Regulations & Guidelines
NANDIKOTKUR: Can you throw some light on the regulatory mandates and policy guidelines on security by the government?
PANT: It is rather sad to say the government is just not thinking about information security or cybersecurity. There are a few initiatives taken regarding application development for some administrative functions and PKI, but none about security of the applications or evolving a security policy for the nation. We have been trying to influence the government to start an official CERT to track cybercrime and issue guidelines for reporting crimes. We tried to establish forensic measures along with law enforcement groups to detect crime, but we have a long way to go. Ministry level intervention is critical to establish a cyber law for the country - or rolling out internet user's policy. We are lobbying with the government to initiate this.
ITSERT's Game Plan
NANDIKOTKUR: What then is ITSERT's future course of action in establishing a cybersecure environment?

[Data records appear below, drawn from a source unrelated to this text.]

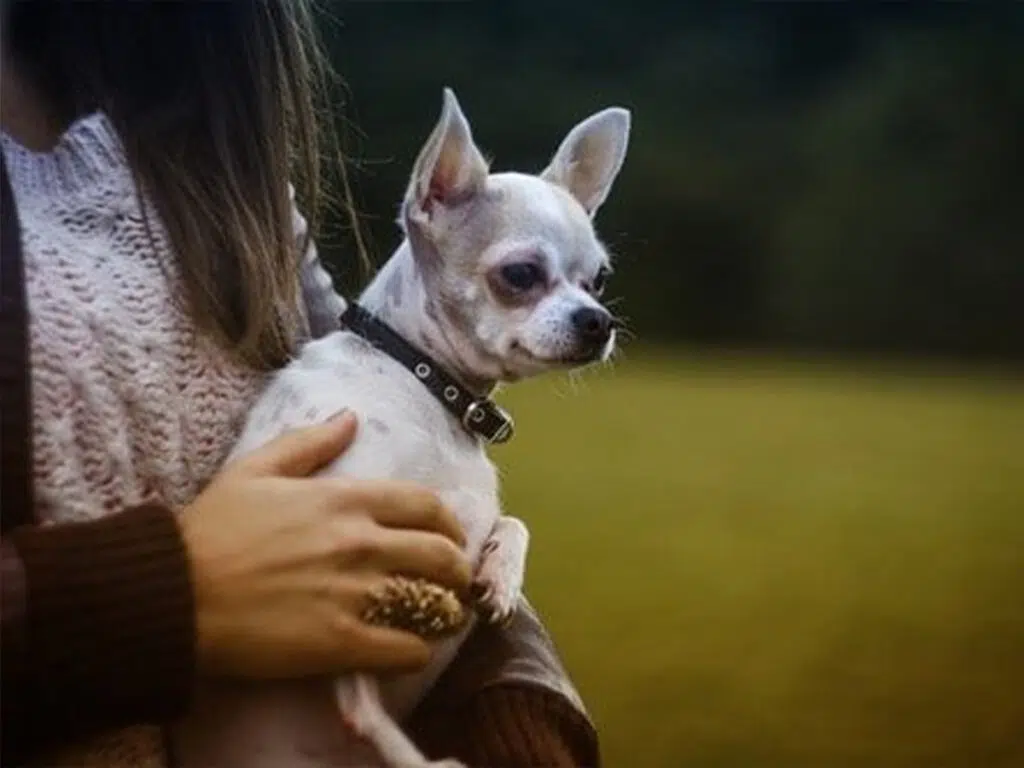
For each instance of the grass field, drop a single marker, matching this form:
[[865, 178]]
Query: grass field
[[759, 564]]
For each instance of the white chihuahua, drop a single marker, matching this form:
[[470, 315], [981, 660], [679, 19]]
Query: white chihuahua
[[499, 278]]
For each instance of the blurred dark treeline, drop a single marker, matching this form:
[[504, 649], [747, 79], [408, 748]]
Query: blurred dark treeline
[[842, 176]]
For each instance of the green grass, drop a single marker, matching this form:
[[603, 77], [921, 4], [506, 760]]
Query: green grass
[[754, 564]]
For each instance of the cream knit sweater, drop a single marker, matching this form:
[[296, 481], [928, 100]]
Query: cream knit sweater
[[128, 400]]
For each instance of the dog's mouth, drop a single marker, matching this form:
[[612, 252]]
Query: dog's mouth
[[570, 359]]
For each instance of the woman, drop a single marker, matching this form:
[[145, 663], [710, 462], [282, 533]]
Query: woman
[[156, 272]]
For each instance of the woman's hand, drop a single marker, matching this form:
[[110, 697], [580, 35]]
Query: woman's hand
[[283, 563]]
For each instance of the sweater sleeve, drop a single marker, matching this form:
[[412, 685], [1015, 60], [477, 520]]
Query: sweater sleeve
[[508, 725], [98, 628]]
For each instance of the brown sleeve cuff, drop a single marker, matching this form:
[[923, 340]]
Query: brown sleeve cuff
[[110, 624], [510, 725]]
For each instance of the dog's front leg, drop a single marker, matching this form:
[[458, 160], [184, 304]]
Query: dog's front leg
[[499, 580]]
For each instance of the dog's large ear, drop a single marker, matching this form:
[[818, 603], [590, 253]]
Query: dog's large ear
[[591, 156], [450, 169]]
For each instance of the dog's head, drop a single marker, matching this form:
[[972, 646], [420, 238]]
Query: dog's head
[[512, 266]]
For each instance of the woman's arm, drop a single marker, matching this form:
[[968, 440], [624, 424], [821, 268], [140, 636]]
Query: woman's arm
[[97, 629], [506, 700]]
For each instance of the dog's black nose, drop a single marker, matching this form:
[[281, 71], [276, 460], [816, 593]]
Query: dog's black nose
[[592, 326]]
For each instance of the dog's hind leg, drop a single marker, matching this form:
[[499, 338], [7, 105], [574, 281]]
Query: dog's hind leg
[[359, 700], [499, 579]]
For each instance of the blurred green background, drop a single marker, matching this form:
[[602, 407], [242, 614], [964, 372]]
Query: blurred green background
[[786, 526]]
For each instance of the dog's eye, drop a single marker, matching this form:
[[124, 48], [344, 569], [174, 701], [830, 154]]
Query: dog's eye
[[522, 276]]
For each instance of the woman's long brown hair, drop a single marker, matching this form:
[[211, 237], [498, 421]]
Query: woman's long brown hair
[[220, 107]]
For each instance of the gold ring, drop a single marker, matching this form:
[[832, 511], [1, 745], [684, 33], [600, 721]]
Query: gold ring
[[416, 605]]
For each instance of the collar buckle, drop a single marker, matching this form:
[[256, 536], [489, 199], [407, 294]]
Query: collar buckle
[[496, 429]]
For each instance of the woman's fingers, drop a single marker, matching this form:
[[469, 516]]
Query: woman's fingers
[[400, 505], [372, 648], [429, 556]]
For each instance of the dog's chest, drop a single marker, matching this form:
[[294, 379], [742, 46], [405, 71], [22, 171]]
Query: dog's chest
[[403, 432]]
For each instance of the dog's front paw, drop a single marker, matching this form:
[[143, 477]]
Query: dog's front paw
[[496, 588]]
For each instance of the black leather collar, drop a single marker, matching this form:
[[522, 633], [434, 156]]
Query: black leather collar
[[479, 416]]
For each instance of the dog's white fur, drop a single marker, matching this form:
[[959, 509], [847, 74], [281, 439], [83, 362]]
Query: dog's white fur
[[443, 291]]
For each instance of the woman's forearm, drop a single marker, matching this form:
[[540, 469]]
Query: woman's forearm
[[98, 629], [508, 725]]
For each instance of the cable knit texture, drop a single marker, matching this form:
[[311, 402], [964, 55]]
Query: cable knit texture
[[130, 404]]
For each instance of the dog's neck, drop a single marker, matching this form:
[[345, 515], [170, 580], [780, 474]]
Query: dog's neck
[[398, 296]]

PANT: My recommendation to the government of Nepal and India and the security fraternity is to establish SAARC-level CERTs for security governance. There should be equal participation of the government, industry bodies similar to those in India such as DSCI, NASSCOM etc., the private sector and academia through public and private partnership for prescribing a cybersecurity framework and research.
Establishing an information sharing platform is very critical between security practitioners and CERTs of Nepal and India; we are working towards this. We'd involve the 60 Nepal CISOs to drive awareness about cybersecurity and use of technology in thwarting attacks. We are in the process of availing Asia Pacific Computer Emergency Response Team membership, issuing mandates on information security audit for banks and other financial institutions with the help of regulatory authorities to reduce risk.